We exchange glances, but no other words for a while, letting morbid silence settle over us for more than half of the ride.
“I didn’t even get to ask who shot him,” Whiro finally breaks the silence, while all I could hear for the last minute was Set breathing. It’s like I’m getting addicted to it, impatiently waiting for each breath.
“A guy jumped out of a car and pulled a gun. Set shot him back, but someone else dragged the guy’s body back in the car.” I pause because my mind is so blurred that I can’t even remember what happened clearly. “We… we were having an argument.”
“Yeah, I know he wanted to crash your night out. We were at a bar, having drinks. I guess he’s lucky the girl I hooked up with lived so close to the club.”
“Oh, so that’s what you were doing.” Or more exactly, that’s who he was doing. I suspected he was in the middle of something when I called him, judging by his ragged voice.
“Maybe I should’ve gone with him to the club,” Whiro says with a hint of regret in his voice.
“Don’t fucking talk as if he’s going to die,” my gaze shoots at him, refusing to hear his regrets. He won’t have a reason to present them.
“He’s not gonna fucking die. We’re gods.
Bullets won’t kill us.” Whiro says, but I can hear the uncertainty in his words.
He’s only saying it to make me feel better and probably calm me down.
But there’s no calming me down until I get to see Set’s eyes opening again.
Until I get to hear him calling out my name.
“Don’t leave me. Don’t you fucking dare leave me,” I murmur into his ear, eyes fixed on the slow rise of his chest.
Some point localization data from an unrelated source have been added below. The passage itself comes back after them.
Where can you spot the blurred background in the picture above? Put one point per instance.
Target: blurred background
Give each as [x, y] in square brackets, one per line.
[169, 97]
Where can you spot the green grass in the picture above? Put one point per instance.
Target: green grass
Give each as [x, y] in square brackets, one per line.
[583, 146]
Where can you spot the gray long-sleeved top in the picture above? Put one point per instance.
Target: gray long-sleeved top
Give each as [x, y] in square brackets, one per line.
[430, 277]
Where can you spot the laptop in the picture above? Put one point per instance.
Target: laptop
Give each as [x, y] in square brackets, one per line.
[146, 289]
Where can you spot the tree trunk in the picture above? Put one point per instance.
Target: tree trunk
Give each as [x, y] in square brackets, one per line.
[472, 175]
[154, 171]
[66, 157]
And then I whisper it again and again and again, hoping the message gets through to him loud and clear.
I want him.
I want to be with him.
I accept him into my life.
I’m starting to believe he is my life.
The moment the plane lowers the stairs, a large figure makes its way inside.
A man in his late twenties, maybe early thirties, strides straight to Set, a serious look etched on his face as he checks his wound for almost a minute.
“Let’s get him to my house,” he says to Whiro, and I think it’s only then that he notices I’m in the plane too, because he stops to look at me.
And I can see he gets the family genes. Short black hair slicked back, sides shaved; eyes dark as night and piercing as well; a jawline sharp enough to cut glass, and a body sculpted like he lives at the gym. A god’s physique for sure.